We can and should look at the reasons why the soil on which we sow the seeds of the word is so unproductive. Getting to know the mission field in which we operate is always a good idea.  We need to understand and come to grips with why so much of our society seems either hostile or indifferent to religion. We need to understand a society so shaped by individualism that it has devalued what we gain from the communal and inherit from the traditional; so conditioned by a century or more of scientism, an ideology of science more than the real thing, to assume there is no place for God; a society formed by consumer capitalism to believe that all its needs can be met by the purchase of goods and services; a culture so programmed to expect instant results and quick fixes as to be devoid of patience.

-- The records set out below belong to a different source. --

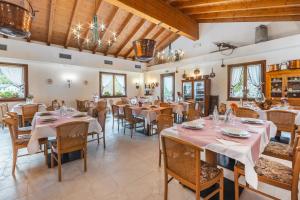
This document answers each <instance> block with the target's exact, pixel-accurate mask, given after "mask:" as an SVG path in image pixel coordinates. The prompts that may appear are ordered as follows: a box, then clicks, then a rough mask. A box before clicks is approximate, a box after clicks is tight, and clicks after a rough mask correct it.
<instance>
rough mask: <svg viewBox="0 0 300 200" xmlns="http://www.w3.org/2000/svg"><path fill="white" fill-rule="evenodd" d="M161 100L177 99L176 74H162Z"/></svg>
mask: <svg viewBox="0 0 300 200" xmlns="http://www.w3.org/2000/svg"><path fill="white" fill-rule="evenodd" d="M160 80H161V99H162V100H163V101H164V102H166V101H174V98H175V73H168V74H161V75H160Z"/></svg>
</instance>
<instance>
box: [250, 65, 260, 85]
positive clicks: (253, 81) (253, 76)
mask: <svg viewBox="0 0 300 200" xmlns="http://www.w3.org/2000/svg"><path fill="white" fill-rule="evenodd" d="M247 69H248V80H249V81H250V83H251V84H252V85H254V86H255V87H257V88H260V84H261V65H249V66H248V67H247Z"/></svg>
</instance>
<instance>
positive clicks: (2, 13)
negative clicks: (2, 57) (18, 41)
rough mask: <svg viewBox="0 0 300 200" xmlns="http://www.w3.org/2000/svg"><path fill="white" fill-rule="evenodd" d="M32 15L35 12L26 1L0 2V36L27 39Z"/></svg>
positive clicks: (31, 19)
mask: <svg viewBox="0 0 300 200" xmlns="http://www.w3.org/2000/svg"><path fill="white" fill-rule="evenodd" d="M34 15H35V11H34V10H33V8H32V6H31V4H30V2H29V1H28V0H23V1H4V0H0V34H2V35H6V36H9V37H19V38H26V37H29V36H30V34H31V33H30V28H31V23H32V19H33V17H34Z"/></svg>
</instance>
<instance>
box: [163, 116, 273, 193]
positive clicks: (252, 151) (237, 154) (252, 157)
mask: <svg viewBox="0 0 300 200" xmlns="http://www.w3.org/2000/svg"><path fill="white" fill-rule="evenodd" d="M203 120H204V123H205V127H204V128H203V129H201V130H190V129H185V128H183V127H182V125H175V126H174V127H171V128H168V129H164V130H163V131H162V133H161V134H162V135H171V136H173V137H176V138H179V139H181V140H184V141H187V142H190V143H192V144H194V145H196V146H198V147H201V148H203V149H205V154H206V161H207V162H209V163H211V164H214V165H216V164H217V154H222V155H225V156H227V157H230V158H232V159H235V160H237V161H239V162H241V163H243V164H244V165H245V173H246V174H245V178H246V181H247V182H248V183H249V184H250V185H251V186H252V187H254V188H257V185H258V179H257V174H256V172H255V170H254V166H255V162H256V161H257V159H258V158H259V156H260V154H261V153H262V152H263V151H264V148H265V147H266V146H267V144H268V143H269V141H270V138H271V137H273V136H275V134H276V131H277V128H276V126H275V125H274V123H272V122H270V121H265V122H264V124H262V125H250V124H243V123H241V122H240V119H239V118H235V119H234V122H233V123H224V122H221V123H220V124H219V126H220V127H216V126H215V124H214V122H213V121H212V120H208V119H203ZM199 123H200V122H199ZM221 127H236V128H240V129H242V130H247V131H249V132H250V134H251V136H250V137H249V138H243V139H240V138H233V137H229V136H225V135H223V134H222V132H221Z"/></svg>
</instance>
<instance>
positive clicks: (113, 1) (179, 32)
mask: <svg viewBox="0 0 300 200" xmlns="http://www.w3.org/2000/svg"><path fill="white" fill-rule="evenodd" d="M106 1H107V2H109V3H111V4H114V5H115V6H118V7H119V8H122V9H125V10H127V11H128V12H131V13H134V14H135V15H137V16H140V17H142V18H144V19H146V20H148V21H150V22H152V23H155V24H160V25H161V26H163V27H165V28H168V29H169V30H171V31H172V32H175V33H179V34H180V35H184V36H186V37H188V38H190V39H192V40H198V39H199V27H198V24H197V22H196V21H195V20H193V19H191V18H190V17H188V16H187V15H184V14H183V13H182V12H180V11H179V10H177V9H174V8H173V7H172V6H170V5H169V4H167V3H165V2H163V1H161V0H148V1H145V0H106Z"/></svg>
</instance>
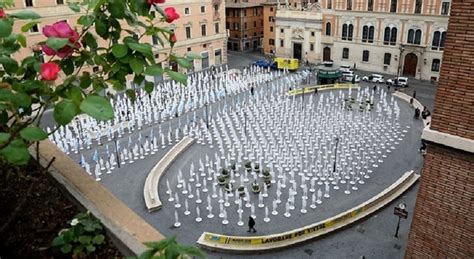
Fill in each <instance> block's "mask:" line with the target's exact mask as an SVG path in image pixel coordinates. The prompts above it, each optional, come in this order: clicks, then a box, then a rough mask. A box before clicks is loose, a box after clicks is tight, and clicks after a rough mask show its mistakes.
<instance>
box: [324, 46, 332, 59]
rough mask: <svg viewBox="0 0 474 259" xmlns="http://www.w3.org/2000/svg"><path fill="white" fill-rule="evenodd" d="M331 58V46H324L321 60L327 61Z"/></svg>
mask: <svg viewBox="0 0 474 259" xmlns="http://www.w3.org/2000/svg"><path fill="white" fill-rule="evenodd" d="M329 60H331V48H330V47H324V49H323V61H329Z"/></svg>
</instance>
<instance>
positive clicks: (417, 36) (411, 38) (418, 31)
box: [407, 29, 421, 45]
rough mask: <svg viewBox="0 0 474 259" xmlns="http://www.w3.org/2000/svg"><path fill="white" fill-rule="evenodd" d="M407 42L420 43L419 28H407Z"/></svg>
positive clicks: (420, 43) (419, 44) (411, 42)
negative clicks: (418, 28)
mask: <svg viewBox="0 0 474 259" xmlns="http://www.w3.org/2000/svg"><path fill="white" fill-rule="evenodd" d="M407 43H410V44H417V45H420V44H421V30H420V29H417V30H415V29H409V30H408V39H407Z"/></svg>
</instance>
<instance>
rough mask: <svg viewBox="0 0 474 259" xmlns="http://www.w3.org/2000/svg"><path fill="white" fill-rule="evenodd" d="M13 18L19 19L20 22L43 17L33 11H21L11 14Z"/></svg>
mask: <svg viewBox="0 0 474 259" xmlns="http://www.w3.org/2000/svg"><path fill="white" fill-rule="evenodd" d="M9 15H10V16H11V17H13V18H18V19H20V20H32V19H39V18H41V16H40V15H39V14H37V13H36V12H33V11H31V10H25V11H20V12H17V13H12V14H9Z"/></svg>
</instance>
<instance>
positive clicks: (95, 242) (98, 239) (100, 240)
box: [92, 234, 105, 245]
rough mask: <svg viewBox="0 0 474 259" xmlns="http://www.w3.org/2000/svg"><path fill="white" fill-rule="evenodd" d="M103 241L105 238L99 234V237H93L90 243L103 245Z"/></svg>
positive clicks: (103, 235)
mask: <svg viewBox="0 0 474 259" xmlns="http://www.w3.org/2000/svg"><path fill="white" fill-rule="evenodd" d="M104 240H105V236H104V235H102V234H100V235H97V236H95V237H94V238H93V239H92V243H94V244H96V245H101V244H102V243H104Z"/></svg>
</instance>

Ours is a society which needs to learn the limitations of science as well as its possibilities; to be content with enough rather than constantly demanding an unsustainable more; to realize anew that it is not good for us to be alone and that the end-result of radical individualism is an epidemic of loneliness; to learn the virtue of patience and perseverance if we are to create anything of enduring worth.

All that is important, and it is important, too, that we not blame ourselves for every failure in mission.  These great cultural factors require a concerted response by the whole Church. Individual response is important, but cannot solve everything. 

But it is important for us as individuals and as a community to engage in that attentive listening to the parable which enables us to see how we who are the disciples of Jesus can be or become so hardened that the seed of the word no longer penetrates our hearts, so shallow that enthusiasm peters out minutes after we have left the church door, or so distracted by the blandishments of the world that we are deafened to the call of Christ.  When these things happen to us, is there any wonder that the seeds we sow fail to germinate?